If you use resource groups as a separation between projects/environments and host everything in a single subscription - add links to those RGs instead.
The final part of this overview of existing resources will be a list of Management Groups - if you have and use them. I sometimes find them a bit overkill; if there are only three subscriptions, it would be too much to set those up. But as usual - you do you 🙂
With those, the reference part of the document is finished, and you can focus on the management rules you want to follow.
Resource management
One of the sections in those rules could be a “Resource management” section - where you can briefly explain what resource groups are and what their purpose is. Like “In azure, all resources are created inside Resource groups. New resource groups should be created to represent the same life-cycle of the resource and to help group related services together.” It would make sense to add rules around the naming convention for everything. Another thing to add here would be tagging principles. Tags are a super powerful tool that will come again and again with this document.
Policies
Azure policies could be a subsection of the whole Resource management. You might not need custom policies from the very beginning, but at some stage, you would need a tool that will help you validate that this governance document is actually followed. Policies could be introduced as an audit tool first, but later they could be changed to be enforced. In this subsection list all the policies, their status, and actions that need to be taken.
Deployment process
Two more essential parts of resource management are resource locks and if you have them. It could be beneficial to lock critical resources from being changed or deleted (the first thing that comes to mind would be a storage account with your terraform state). And if we started on infrastructure as code - you need to define in this document how resources are expected to be created. A good sentence on this matter could be “All of the resources in Azure must be created using automated processes”.

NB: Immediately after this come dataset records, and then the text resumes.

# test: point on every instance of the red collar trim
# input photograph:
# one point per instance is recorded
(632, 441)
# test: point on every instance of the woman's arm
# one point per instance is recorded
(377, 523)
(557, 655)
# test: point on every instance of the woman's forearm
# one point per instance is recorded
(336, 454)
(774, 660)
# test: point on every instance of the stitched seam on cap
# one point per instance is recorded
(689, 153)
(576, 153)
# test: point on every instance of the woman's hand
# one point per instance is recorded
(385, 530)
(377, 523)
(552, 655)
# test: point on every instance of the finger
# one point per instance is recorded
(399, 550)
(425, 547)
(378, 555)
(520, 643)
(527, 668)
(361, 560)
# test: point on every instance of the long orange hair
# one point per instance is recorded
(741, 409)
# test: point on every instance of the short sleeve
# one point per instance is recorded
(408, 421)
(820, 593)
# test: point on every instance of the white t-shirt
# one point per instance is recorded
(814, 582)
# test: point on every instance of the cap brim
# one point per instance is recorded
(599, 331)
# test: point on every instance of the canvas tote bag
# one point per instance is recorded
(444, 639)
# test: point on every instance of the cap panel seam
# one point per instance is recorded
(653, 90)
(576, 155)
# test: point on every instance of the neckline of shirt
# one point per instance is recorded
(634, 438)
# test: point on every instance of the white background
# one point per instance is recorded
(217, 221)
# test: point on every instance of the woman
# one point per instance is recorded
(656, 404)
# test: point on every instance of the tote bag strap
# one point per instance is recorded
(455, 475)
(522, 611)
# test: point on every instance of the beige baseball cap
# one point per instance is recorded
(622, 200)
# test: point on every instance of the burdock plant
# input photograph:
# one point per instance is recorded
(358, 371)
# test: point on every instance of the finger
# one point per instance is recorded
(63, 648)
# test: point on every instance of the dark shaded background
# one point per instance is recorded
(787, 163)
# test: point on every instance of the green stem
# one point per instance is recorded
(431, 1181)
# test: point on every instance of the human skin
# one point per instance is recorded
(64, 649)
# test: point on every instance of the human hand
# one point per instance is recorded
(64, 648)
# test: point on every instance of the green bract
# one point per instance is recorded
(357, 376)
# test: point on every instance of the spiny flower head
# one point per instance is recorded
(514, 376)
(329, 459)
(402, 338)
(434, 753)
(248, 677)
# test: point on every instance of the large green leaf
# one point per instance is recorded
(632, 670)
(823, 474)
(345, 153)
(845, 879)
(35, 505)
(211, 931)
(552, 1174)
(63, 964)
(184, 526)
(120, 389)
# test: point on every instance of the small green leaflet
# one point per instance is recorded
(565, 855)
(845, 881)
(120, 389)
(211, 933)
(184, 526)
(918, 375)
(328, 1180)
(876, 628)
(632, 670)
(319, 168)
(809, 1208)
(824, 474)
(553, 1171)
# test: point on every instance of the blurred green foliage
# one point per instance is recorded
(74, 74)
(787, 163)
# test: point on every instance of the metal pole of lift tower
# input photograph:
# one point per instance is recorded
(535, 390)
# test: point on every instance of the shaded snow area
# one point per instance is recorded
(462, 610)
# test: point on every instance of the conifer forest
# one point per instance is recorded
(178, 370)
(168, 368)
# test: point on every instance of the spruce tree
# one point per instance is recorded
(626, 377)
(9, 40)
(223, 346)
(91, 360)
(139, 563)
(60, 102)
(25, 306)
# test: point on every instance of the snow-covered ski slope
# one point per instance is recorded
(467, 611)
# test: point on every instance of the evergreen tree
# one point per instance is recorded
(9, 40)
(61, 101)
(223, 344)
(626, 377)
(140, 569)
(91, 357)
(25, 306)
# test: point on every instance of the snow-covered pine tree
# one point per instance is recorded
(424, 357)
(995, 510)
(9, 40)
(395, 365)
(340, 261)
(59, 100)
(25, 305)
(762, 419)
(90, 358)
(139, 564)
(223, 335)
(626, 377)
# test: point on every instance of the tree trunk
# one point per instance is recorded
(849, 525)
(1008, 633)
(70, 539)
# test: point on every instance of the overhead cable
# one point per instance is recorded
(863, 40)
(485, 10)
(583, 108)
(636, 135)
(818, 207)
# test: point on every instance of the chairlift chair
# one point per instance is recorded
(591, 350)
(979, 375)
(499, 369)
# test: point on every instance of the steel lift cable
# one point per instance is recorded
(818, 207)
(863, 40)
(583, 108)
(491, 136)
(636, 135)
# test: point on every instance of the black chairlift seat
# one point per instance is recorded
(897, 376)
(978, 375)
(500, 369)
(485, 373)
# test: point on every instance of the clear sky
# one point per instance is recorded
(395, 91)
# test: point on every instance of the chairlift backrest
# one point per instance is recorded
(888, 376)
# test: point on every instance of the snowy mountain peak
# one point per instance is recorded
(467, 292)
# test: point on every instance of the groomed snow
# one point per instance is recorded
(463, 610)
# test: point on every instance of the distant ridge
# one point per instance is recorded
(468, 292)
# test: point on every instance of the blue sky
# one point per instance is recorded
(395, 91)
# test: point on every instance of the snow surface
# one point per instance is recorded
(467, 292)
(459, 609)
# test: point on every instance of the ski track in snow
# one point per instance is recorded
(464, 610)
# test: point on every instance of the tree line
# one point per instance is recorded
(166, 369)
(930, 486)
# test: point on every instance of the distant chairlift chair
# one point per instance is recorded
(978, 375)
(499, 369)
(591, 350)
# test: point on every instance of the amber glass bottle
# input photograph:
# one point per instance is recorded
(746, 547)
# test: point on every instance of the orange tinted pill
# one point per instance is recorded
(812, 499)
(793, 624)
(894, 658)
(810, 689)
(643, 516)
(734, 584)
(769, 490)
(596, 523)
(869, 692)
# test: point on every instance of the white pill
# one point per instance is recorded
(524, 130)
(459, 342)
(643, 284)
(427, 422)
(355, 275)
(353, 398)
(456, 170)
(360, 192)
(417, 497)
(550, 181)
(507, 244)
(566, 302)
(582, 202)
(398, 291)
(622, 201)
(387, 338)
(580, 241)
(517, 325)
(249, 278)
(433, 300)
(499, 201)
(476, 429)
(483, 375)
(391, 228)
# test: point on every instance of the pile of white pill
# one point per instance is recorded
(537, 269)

Scalability, Monitoring and Backups
“Scalability, Monitoring and Backups” is the next section I would add. Here I will outline what is expected from teams. It could be some sort of a go-live checklist that teams need to complete before their product is accepted into the world. It would be good to have a generic approach on how to tackle disaster recovery, status, and performance problems described here as well.
Security
The perfect continuation of this section is “Security”. Describe what tools are used for security checks. What level of security is implemented for different environments, and what is the expected level for production? Mention if regular external security audits are being done by some third-party company, when was the last one and how you process the findings. A link to the risk registry will be helpful.
Cost management
My next section would be “Cost management”. After external audits, it will be a breather. I suggest you have budgets defined in Azure based on tags. And also have alerts enabled. For cost reporting, it would make sense to use a cost analysis tool and split the overall cost by tags and resource groups.
Access management
The last thing that is required to be in the governance document is “Access management”. Describe how access is controlled - what roles and groups are used. It is a good practice to never assign roles to individual users and instead always use groups. You want to move towards the least privileged principle, so users will have as low-level access as possible, with as small scope as possible (you want to avoid granting Owner permission over the whole subscription). The development team needs to be able to freely work in a DEV environment but only monitor PROD. To fix incidents, it is possible to either use Privileged Identity Management (Azure AD P2 feature) or have a separate “support” group with elevated access. To ensure the least privileged access principle, you will perform regular access reviews based on groups and remove roles/people that are no longer needed. Describe this process.
Ok, I hope this could be helpful to you. You can copy this post, keep the headers only and replace my explanations with real “meat”.